Sequencing of positive and negative DNA strand

We found that having sequencing data mapping to both positive and negative strand is an important factor in reducing false positive variant calls. Therefore, we evaluated the evenness of coverage with respect to DNA strand. A substantial part of the targeted sequence was covered by sequencing tags coming from only one strand in case of libraries sequenced as 35-mers with SOLiD V2 chemistry (Figures 2D and 3). Increasing the read length to 50-mers improved double-stranded coverage markedly, in line with the observed overall base coverage (Figures 2D and 3).
Figure 3.

Exemplary representation of target coverage after enrichment. Sequencing results of Library 1 are shown for 35-mer (green) and 50-mer (purple) sequencing. Total, positive and negative strand reads are shown independently. Coverage is more equal and better represented by both strands for the longer sequencing reads.

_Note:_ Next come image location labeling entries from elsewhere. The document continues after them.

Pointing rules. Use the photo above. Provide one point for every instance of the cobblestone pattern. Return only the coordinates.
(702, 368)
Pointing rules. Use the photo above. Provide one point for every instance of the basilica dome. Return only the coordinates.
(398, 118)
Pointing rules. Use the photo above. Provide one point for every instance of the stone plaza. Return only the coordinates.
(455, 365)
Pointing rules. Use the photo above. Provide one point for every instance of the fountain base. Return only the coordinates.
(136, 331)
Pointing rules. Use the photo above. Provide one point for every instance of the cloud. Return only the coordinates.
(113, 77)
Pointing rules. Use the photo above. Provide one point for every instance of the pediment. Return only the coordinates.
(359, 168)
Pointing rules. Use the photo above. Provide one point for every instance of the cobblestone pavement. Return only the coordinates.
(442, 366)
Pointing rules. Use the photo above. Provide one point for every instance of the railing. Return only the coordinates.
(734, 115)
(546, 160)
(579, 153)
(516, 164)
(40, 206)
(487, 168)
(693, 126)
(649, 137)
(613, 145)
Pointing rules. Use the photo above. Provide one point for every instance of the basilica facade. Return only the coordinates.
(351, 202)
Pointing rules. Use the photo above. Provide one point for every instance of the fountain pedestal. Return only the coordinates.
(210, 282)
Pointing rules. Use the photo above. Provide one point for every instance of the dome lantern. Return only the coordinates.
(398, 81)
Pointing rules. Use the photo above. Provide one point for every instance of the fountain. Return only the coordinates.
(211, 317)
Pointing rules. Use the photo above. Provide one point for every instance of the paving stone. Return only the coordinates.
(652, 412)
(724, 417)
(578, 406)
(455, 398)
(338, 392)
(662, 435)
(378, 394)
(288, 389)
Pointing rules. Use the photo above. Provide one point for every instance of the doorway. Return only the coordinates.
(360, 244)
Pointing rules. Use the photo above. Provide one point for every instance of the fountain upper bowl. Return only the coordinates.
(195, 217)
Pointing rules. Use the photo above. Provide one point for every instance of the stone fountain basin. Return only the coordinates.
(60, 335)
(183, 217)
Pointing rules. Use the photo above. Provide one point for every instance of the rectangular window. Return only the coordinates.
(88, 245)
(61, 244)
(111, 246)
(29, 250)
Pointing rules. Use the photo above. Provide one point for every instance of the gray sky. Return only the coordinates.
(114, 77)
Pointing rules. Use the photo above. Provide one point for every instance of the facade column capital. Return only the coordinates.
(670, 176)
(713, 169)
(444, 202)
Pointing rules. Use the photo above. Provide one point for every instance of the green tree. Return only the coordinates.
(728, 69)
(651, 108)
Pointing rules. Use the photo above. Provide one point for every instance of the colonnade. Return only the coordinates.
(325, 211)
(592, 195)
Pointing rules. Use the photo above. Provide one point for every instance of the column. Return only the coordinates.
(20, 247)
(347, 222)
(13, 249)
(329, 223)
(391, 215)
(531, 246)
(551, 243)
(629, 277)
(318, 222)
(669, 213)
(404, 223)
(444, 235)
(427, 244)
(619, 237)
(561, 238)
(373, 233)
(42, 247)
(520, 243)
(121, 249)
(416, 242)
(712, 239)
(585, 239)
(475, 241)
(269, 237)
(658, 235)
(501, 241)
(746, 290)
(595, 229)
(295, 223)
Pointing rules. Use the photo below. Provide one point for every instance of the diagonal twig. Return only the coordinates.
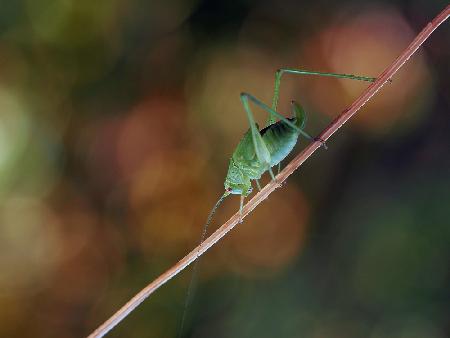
(385, 76)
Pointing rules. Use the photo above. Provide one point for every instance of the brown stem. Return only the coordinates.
(387, 74)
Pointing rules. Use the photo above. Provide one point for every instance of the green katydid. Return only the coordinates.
(260, 150)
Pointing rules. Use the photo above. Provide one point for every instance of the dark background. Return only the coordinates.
(117, 121)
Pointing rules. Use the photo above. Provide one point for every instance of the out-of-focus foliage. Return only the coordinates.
(117, 120)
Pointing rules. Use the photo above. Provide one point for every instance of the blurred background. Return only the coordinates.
(117, 122)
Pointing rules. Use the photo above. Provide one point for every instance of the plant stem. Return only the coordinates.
(385, 76)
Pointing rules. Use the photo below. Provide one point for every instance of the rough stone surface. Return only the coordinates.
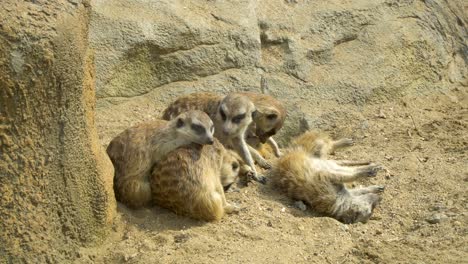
(316, 55)
(55, 180)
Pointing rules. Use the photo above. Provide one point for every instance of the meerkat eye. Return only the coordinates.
(272, 116)
(223, 115)
(254, 113)
(198, 129)
(180, 123)
(237, 119)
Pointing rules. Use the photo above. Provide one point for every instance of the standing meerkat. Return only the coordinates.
(320, 184)
(232, 116)
(189, 181)
(268, 119)
(319, 144)
(134, 151)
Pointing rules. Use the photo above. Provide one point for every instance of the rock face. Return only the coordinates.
(317, 56)
(55, 179)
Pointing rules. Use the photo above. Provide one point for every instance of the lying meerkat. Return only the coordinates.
(319, 144)
(232, 116)
(189, 181)
(134, 151)
(320, 184)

Exemplary representation of target coverage after enrichment. Sequencing results of Library 1 are shown for 35-mer (green) and 50-mer (purple) sequencing. Total, positive and negative strand reads are shown independently. Coverage is more equal and better represented by both strands for the longer sequencing reads.

Improvements of sequencing coverage

Since the contribution of the random character of sequencing to unevenness of coverage was minor (Figure 2C), further improvements in the evenness of the sequencing coverage could be obtained by improvement of the enrichment procedure. The strategy used in our array design resulted in overlapping probes and did not provide much opportunity for redesigning probes for poorly enriched regions. Therefore, we included various probes at variable quantities in our test design. We found a very strong correlation between the number of probes and eventual base coverage (Figure 4). Spotting more copies of the same probe for underperforming regions therefore seems an effective strategy for improving E. Furthermore, these results also indicate that a limiting factor for DNA yield after elution could be the number of probe molecules and their saturation after 65 h of hybridization and not the depletion of targeted library molecules. This is supported by the observation that increasing the amount of library DNA during hybridization had no effect on enrichment efficiency and coverage. However, we cannot exclude that the efficiency of mixing during hybridization is limited and that local depletion of target sequences occurred, without saturating the capturing probes. Presence of capture probes at physically separated locations (which is the case in the random design used in these experiments) would in such case also improve capturing efficiency.
Figure 4.

Correlation of probe density and sequencing coverage. Each genomic region was represented on the array with a variable number of capture probes throughout the region. The sequencing coverage per base (blue line) linearly correlates with probe density (red line).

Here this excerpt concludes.